What lasts long will finally be good? The issue of whistleblower protection has not only been fiercely discussed on social media in recent months, but politicians have also struggled to reach an agreement.
Now the time has finally come: After a long drafting process, the Bundestag and the Federal Council reached an agreement on 12.05.2023 Finally on to the new Whistleblower Protection Act. With that, finally, the already 2019 Outcome EU Whistleblower Directive implemented.
The stated aim of the Act is to protect whistleblowers who draw attention to violations of law within their company from professional disadvantages. The new law is already in force on 02.07.2023 in force.
In order to find out what this is all about in detail and what employers need to do now, we have Dr. Thomas Altenbach, CEO of LegalTegrity into following interview spoken:
Dear Dr.
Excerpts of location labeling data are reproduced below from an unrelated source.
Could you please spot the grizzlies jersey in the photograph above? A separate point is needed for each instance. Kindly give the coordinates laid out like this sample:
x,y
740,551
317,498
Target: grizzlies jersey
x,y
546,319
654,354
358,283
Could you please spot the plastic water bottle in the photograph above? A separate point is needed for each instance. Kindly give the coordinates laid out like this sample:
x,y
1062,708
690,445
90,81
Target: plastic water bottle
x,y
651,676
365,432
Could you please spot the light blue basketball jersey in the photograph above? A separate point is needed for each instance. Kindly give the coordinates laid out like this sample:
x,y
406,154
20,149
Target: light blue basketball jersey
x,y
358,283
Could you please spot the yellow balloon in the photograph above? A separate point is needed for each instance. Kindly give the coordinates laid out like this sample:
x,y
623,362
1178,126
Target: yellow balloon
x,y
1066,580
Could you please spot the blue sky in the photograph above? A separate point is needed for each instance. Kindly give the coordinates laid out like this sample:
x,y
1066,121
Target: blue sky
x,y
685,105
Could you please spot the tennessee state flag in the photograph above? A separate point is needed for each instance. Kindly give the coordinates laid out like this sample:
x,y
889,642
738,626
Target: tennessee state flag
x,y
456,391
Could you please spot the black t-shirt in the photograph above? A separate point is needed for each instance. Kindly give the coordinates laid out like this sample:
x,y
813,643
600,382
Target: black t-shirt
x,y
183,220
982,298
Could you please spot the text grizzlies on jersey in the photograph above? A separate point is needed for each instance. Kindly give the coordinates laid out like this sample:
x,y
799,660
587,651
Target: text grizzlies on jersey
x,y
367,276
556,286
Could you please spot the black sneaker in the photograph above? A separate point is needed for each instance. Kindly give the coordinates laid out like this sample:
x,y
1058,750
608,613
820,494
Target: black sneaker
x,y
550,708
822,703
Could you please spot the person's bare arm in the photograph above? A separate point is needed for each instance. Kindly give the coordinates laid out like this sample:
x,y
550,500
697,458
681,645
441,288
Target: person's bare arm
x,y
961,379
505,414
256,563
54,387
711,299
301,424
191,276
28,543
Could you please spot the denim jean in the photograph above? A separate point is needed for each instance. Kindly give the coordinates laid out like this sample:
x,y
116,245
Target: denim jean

Altenbach, what obligations do employers have now, when do the new regulations apply and does the size of the company make a difference?
Employers in companies with 250 employees or more are required to implement a whistleblower system as of July 2, 2023. Smaller companies with more than 50 employees are also affected by the law, but they still have until December 17 this year to implement it.
Are there any specific requirements for the whistleblower system? How do we have to imagine something like that?
Confidentiality is paramount. This applies to the identity of the whistleblower but also to the persons named in a report. Accordingly, only persons responsible for the reporting office may have access to this information. The reporting channel or the documentation of reports must comply with the GDPR and personal data may only be processed insofar as this is necessary to fulfill the tasks of the reporting office. Data protection and data security requirements are top priority. To do this, a reporting channel must be available for both oral and text reports.
What type of information or misconduct should be reported via the system? Could you give us one or two examples?
The scope of the Act is limited to administrative offenses and criminal offences. This means that only reports of this kind fall under the protection of the law. An example of a criminal offence would be theft, for example. Over a longer period of time, an employed person observes how expensive inventory is regularly stolen from the warehouse by another employed person. Something like this can quickly cost a company tens of thousands of euros a year.
An example of an administrative offense: someone from a company's workforce regularly unloads garbage from the company at locations not intended for this purpose. Such incidents can not only cause major environmental damage — they can also cause lasting damage to the company's reputation.
How should the information received be dealt with?
Receipt of a notification must be confirmed to the reporting person within 7 days. The reporting office then checks whether the report falls within the scope and is valid. Throughout this process, the reporting office manager maintains constant contact with the whistleblower. After three months at the latest, the reporting person must be notified of the results of the audit and the resulting follow-up measures. The entire process must be documented in accordance with GDPR and stored securely.
We are often asked whether a mailbox or a telephone is not sufficient as reporting channels. Both in terms of process simplification and confidentiality as well as documentation and storage, these channels are anything but practicable — in our opinion, a digital reporting channel is the only useful and up-to-date tool in 2023.
What about the anonymity of whistleblowers? Can violations be reported anonymously?
Unfortunately, there were amendments to the original draft law in the Conciliation Committee. According to the law, anonymous reports should, but do not have to be allowed. However, for liability reasons alone, we strongly recommend that anonymous reports be allowed. Management is personally responsible for ensuring that the organization of their company is set up in such a way that no infringements of rights can be committed in the company and that there is no damage. If anonymous reports contain evidence of such legal violations, the company quickly runs into liability risk if it does not allow these reports. Studies also show that anonymous reports contain an above-average number of relevant reports on serious cases of economic crime.
What should be considered when dealing with whistleblowers?
If whistleblowers fall under the protection of the law, i.e. the person provides true information that falls within the scope of application, then they must not suffer any discrimination. It is important to convey trust and to reassure whistleblowers that their report will be taken seriously. As a rule, it is even the case that anonymous reporters reveal their identity during the process if they feel that their concern is being taken seriously.
What happens if employers do not comply with the new obligations, are there sanctions?
According to the Whistleblower Protection Act, there are sanctions of up to 50,000 euros. If a reporting office is not set up, fines of up to 20,000 euros may apply. It can be more expensive, for example, if a whistleblower experiences reprisals from the employer. When it comes to confidentiality in particular, you also have to be very careful — because fines under the GDPR can also be imposed here. These GDPR fines are many times higher than the fines under the HinSchG, usually 5% of the group's turnover.
Thank you for clarifying this!
By the way: You do not yet have a partner by your side when it comes to whistleblower protection? Legaltegrity's digital whistleblower system for SMEs protects your company from breaches of rules and violations of the law!